Crisis Puts Pressure on Ukraine's Jews

Crisis Puts Pressure on Ukraine's Jewsi
X
Al Pessin
June 06, 2014 8:09 PM
The unrest in Ukraine in recent months has put the country’s Jewish community under new pressures, with a surge of anti-Semitic graffiti and at least one attack on a synagogue. VOA’s Al Pessin reports from Odessa, one of the main centers of Jewish life in the country.
Al Pessin
The unrest in Ukraine in recent months has put the country’s Jewish community under new pressures, with a surge of anti-Semitic graffiti and at least one attack on a synagogue. Odessa is one of the main centers of Jewish life in the country.

On a typical weekday, some of Odessa’s Jews gather for morning prayers as they have for generations.  Ukraine is home to 70,000 practicing Jews, the fourth largest community in Europe. Some 400,000 Ukrainians have Jewish roots.  Normally, the Jews participate in business, politics and other aspects of life without significant notice.

But at times of tension like Ukraine has experienced in recent months, anti-Semitic feelings come out, like this graffiti.  It reads “Death to Jews.”  It’s at the site of the fire on May 2nd in Odessa, in which dozens of pro-Russian demonstrators were killed.  

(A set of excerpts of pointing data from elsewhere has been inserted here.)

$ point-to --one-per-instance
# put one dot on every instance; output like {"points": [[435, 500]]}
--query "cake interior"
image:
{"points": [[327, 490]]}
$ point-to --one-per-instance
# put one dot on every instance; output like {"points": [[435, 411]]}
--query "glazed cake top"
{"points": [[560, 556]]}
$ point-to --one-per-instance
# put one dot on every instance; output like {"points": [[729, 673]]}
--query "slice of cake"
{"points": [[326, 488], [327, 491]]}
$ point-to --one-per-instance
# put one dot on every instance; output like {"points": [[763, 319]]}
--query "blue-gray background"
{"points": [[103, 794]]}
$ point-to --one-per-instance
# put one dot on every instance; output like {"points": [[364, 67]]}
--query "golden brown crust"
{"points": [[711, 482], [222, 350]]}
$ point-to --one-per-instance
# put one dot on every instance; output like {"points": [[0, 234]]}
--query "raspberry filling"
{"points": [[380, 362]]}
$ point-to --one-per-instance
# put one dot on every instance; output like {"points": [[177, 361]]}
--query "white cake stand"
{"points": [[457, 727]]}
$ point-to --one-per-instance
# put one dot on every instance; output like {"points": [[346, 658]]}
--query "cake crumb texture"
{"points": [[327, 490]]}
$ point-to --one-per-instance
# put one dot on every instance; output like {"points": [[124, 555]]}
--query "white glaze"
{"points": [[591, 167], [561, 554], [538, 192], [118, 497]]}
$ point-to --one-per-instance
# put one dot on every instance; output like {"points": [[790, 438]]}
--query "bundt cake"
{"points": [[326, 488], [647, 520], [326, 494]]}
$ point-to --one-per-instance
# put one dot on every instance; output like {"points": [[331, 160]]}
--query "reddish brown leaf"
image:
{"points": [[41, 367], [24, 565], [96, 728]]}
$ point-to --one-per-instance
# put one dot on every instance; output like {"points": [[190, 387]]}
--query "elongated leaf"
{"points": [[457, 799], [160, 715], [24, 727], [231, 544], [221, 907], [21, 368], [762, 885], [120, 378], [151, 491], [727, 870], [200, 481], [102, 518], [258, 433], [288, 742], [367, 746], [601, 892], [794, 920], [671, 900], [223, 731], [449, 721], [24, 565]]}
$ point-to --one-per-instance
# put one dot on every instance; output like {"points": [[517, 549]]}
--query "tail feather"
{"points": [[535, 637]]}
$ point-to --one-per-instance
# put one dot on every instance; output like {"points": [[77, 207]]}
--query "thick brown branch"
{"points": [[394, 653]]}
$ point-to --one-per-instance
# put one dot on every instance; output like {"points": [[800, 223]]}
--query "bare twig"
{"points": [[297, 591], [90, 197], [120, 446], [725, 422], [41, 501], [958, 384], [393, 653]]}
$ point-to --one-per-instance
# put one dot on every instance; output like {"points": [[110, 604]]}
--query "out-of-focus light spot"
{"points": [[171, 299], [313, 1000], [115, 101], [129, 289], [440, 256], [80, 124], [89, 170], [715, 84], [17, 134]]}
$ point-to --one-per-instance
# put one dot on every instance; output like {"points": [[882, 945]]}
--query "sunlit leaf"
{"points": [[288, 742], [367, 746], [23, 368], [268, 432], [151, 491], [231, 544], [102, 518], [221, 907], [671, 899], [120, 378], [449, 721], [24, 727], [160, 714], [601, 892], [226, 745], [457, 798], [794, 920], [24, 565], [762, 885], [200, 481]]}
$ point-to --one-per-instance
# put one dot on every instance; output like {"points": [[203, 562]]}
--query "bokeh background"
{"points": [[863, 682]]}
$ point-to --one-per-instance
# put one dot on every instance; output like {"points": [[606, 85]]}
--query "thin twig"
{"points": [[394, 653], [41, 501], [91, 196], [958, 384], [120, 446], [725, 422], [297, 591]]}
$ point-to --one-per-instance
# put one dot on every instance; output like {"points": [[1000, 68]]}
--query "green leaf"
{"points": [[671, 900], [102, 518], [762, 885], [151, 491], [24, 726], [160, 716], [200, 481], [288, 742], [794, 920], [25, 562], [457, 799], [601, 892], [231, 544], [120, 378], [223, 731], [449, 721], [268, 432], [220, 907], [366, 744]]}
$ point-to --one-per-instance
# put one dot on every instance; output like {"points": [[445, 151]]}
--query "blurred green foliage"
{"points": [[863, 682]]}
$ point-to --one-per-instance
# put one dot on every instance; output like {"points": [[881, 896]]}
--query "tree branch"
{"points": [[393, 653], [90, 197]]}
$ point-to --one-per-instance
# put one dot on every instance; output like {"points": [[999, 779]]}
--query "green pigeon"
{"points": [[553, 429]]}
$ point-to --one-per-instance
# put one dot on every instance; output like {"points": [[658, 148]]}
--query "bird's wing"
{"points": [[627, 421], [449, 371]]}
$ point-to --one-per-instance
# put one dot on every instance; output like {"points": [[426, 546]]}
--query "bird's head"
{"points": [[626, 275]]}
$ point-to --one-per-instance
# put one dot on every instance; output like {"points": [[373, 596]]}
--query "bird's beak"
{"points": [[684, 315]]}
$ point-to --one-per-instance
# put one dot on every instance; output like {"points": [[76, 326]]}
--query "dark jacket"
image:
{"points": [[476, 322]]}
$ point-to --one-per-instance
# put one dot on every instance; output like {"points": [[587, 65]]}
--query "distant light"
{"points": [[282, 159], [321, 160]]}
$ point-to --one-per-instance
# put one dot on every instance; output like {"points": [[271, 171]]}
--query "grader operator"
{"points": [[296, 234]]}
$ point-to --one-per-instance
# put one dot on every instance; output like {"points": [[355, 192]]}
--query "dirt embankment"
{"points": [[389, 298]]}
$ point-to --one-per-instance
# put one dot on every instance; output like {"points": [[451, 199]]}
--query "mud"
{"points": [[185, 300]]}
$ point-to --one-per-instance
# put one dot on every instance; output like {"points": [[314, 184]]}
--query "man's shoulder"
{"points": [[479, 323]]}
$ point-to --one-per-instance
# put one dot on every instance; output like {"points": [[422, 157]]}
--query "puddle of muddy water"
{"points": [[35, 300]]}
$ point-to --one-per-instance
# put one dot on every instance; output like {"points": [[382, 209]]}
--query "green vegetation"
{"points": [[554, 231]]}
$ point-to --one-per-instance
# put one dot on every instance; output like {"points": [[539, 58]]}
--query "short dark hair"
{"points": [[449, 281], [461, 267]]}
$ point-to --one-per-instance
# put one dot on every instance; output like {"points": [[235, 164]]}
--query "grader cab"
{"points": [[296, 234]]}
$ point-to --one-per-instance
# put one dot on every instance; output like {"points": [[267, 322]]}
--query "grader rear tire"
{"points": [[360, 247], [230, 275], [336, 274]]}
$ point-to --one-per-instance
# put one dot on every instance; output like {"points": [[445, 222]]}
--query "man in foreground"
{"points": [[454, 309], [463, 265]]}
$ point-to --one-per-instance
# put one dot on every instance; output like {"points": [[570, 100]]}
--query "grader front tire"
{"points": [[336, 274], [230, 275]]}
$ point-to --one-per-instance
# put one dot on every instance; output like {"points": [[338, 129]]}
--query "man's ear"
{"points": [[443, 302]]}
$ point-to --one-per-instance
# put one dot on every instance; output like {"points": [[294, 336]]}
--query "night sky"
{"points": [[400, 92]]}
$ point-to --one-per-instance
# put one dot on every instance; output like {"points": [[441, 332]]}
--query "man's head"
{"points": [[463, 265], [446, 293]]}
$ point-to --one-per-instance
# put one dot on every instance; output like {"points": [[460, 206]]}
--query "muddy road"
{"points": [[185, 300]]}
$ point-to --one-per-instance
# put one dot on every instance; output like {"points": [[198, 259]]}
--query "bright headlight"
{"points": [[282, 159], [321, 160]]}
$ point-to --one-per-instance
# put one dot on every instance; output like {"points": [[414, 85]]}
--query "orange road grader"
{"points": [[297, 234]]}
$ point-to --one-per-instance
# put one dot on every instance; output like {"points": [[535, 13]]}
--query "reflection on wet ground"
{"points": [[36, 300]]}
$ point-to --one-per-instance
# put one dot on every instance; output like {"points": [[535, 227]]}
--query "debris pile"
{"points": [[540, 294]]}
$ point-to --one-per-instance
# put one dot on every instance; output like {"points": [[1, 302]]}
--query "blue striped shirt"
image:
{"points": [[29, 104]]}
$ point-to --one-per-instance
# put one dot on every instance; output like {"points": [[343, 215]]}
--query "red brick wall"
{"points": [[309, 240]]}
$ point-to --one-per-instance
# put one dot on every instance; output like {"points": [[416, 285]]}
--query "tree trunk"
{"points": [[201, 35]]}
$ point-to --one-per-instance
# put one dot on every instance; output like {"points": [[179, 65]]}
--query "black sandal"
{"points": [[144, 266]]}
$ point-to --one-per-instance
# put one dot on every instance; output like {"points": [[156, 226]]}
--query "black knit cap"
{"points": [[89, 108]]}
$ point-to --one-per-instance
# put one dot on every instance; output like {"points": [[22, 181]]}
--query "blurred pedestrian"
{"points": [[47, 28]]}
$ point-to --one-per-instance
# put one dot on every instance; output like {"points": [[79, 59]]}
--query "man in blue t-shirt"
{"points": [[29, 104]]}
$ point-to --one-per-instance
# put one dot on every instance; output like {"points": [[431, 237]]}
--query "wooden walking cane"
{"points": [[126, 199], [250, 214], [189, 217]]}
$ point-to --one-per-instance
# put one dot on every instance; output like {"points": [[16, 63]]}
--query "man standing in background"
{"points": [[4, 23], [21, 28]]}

But Odessa’s Chief Rabbi, Abraham Wolff, says the Jewish community is divided on the Russia-Ukraine issue, just like the broader community.

“I think that the Jewish question has really no role in this war.  Many people think that there is a Jewish question because they are constantly trying to involve Jews on the grounds of our nationhood.  But this is absolutely not true," said Wolff.

Still, Rabbi Wolff was involved in painting over some anti-Semitic graffiti recently, along with the regional leader of the new Right Sector political party, who said his group had nothing to do with it.

And the rabbi admits to having an exit plan for Odessa’s Jews, although he says he doesn’t expect to have to use it.

“There are dangers, but they’re not imminent.  And I don’t think they will become real.  Naturally, we have some problems - anti-Semitism, fascism - like in every country," he said.

Anti-Semitism is deeply rooted in some parts of Ukraine.  There were anti-Jewish pogroms in the early 20th century, and this ravine in Kyiv was the scene of one of the worst Nazi massacres of World War II.  More than 30,000 Jews were lined up, shot and buried at Babi Yar.  Today, it draws few visitors, and children use the ravine as a shortcut on their way home from school.

At the Kyiv International Institute of Sociology, Professor Volodymyr Paniotto says 20 years of research indicates anti-Semitism spiked about six years ago.  But he says non-Jewish Ukrainians don’t have significantly different views on Jews than on most other ethnic groups.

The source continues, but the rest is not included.